Therefore, such methods have limited applicability when it comes to reconstructing a water quality time series. To solve this dilemma, random forest (RF) proposed by Breiman (2001) is not limited to data distribution. It is an emerging comprehensive decision tree prediction method and is widely used in various fields (Qian et al. 2016; Wang et al. 2016; Wu et al. 2019). RF is an ensemble learning method that reduces associated bias and variance, making predictions less prone to overfitting. A recent study showed that RF-based imputation is generally robust, and performance improves with the increasing correlation between the target and references (Tang & Ishwaran 2017). Based on the above considerations, in this work, we use RF to interpolate water quality missing data from automatic monitoring stations in Jiangnan, China.

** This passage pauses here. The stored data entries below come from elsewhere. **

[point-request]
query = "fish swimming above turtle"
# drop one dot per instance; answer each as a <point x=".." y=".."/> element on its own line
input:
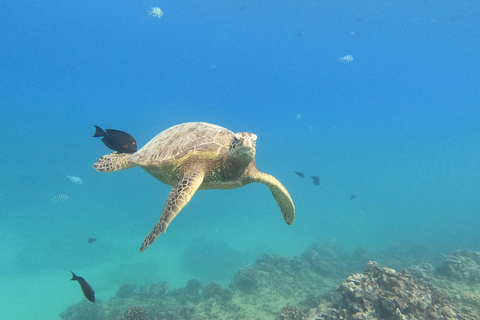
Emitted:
<point x="117" y="140"/>
<point x="195" y="156"/>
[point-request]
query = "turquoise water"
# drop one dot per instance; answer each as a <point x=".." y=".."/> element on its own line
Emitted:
<point x="397" y="126"/>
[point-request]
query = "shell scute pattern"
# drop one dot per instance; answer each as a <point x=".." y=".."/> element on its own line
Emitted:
<point x="175" y="143"/>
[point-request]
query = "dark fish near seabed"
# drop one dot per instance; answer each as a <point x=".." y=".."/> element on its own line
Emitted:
<point x="117" y="140"/>
<point x="86" y="288"/>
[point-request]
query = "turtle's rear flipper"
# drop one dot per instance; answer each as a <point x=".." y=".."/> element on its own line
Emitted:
<point x="114" y="162"/>
<point x="176" y="201"/>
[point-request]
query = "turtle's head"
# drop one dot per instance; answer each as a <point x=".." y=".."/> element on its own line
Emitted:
<point x="242" y="148"/>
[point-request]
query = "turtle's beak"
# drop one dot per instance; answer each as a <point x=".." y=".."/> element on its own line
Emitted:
<point x="246" y="144"/>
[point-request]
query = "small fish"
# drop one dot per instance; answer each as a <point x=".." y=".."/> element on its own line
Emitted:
<point x="301" y="175"/>
<point x="86" y="288"/>
<point x="76" y="180"/>
<point x="346" y="59"/>
<point x="60" y="198"/>
<point x="117" y="140"/>
<point x="156" y="12"/>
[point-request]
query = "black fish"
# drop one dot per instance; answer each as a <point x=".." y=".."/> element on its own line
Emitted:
<point x="87" y="290"/>
<point x="117" y="140"/>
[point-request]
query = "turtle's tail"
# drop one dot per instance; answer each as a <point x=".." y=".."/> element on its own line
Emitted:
<point x="280" y="193"/>
<point x="114" y="162"/>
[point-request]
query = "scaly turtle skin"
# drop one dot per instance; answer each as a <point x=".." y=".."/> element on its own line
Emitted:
<point x="195" y="156"/>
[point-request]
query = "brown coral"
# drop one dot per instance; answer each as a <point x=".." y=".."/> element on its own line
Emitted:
<point x="135" y="313"/>
<point x="383" y="293"/>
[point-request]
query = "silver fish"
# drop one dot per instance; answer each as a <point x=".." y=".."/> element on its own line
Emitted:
<point x="76" y="180"/>
<point x="60" y="198"/>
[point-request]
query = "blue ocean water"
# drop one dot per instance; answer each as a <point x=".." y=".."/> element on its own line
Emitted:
<point x="397" y="127"/>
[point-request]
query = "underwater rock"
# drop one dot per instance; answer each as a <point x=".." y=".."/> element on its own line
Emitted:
<point x="461" y="265"/>
<point x="291" y="313"/>
<point x="85" y="310"/>
<point x="215" y="290"/>
<point x="422" y="271"/>
<point x="326" y="260"/>
<point x="135" y="313"/>
<point x="126" y="290"/>
<point x="383" y="293"/>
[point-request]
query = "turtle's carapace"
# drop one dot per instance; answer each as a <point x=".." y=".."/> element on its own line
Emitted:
<point x="117" y="140"/>
<point x="86" y="288"/>
<point x="300" y="174"/>
<point x="195" y="156"/>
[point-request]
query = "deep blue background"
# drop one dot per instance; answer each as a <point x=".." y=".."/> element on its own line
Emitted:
<point x="398" y="126"/>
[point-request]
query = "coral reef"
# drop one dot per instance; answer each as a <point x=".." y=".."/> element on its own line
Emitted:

The process of predicting water quality over a catchment is complex, nonlinear, and exhibits both temporal and spatial variability. The models developed to simulate the process can categorize as empirical, conceptual, and physically-based distributed models, such as QUAL2 K, EFDC, WASP6 (Samuela & Christina 2010; Wu & Xu 2011; Zhang et al. 2012). These models require vast information and data on various hydrological subprocesses to arrive at the results, which create boundary conditions as limitations (Zhu & Heddam 2020). In recent years, methods such as time series analysis and machine learning have been proposed and developed rapidly (Solgi et al. 2017; Khazaee et al. 2019). However, they can easily fall into local minima and present issues with stability and reliability. Because of these problems, this paper presents a Recurrent Neural Network (RNN) prediction model based on the attention mechanism. According to the latest research, attention-based RNN can dynamically learn spatial-temporal relationships and then achieve the best results in single-step prediction of multivariate time series (Qin et al. 2017) and short-term prediction of sensory time series (Yu et al. 2018). Inspired by their works, we analyze the feature representation of water quality relationships in attention-based RNN. Furthermore, we developed state of the art attention-based RNN methods into a multi-step prediction for dissolved oxygen prediction. Finally, we applied this method in the actual data set and compared it with eight baseline models to illustrate the effectiveness of the model.
MATERIALS AND METHODS
Study area and data
Jiangnan (119°08′–120°12′E, 31°09′–32°04′N) is located in the Taihu Lake Plain, Yangtze River Delta, in the southeastern part of Jiangsu Province, China. It has a subtropical monsoon climate, with an annual average temperature of 16.5 °C and annual precipitation of 1063.71 mm (Gao et al. 2017).
In this study, the Canal River section in the Yangtze River Delta of JiangNan (China) was selected as the experimental area. The Canal River section was equipped with an automatic water quality monitoring station, which collected data online every 4 hours. Station monitors multiple indicators, such as ammonia nitrogen (mg·L−1), total phosphorus (mg·L−1), CODMn (mg·L−1), total nitrogen (mg·L−1), pH, water temperature, dissolved oxygen (mg·L−1), conductivity (us·cm−1) and turbidity (NTU). In this paper, we collected 2190 data for a total of 365 days from January 1, 2019 to January 1, 2020. The first 1752 data were selected as the training set, and the last 438 data were used as the test set.
Random forecast
Random forest (RF) is an ensemble learning methodology and like other ensemble learning techniques, the performance of a number of weak learners (which could be a single decision tree, single perceptron, etc.) is boosted via a voting scheme (Ahmad et al. 2017).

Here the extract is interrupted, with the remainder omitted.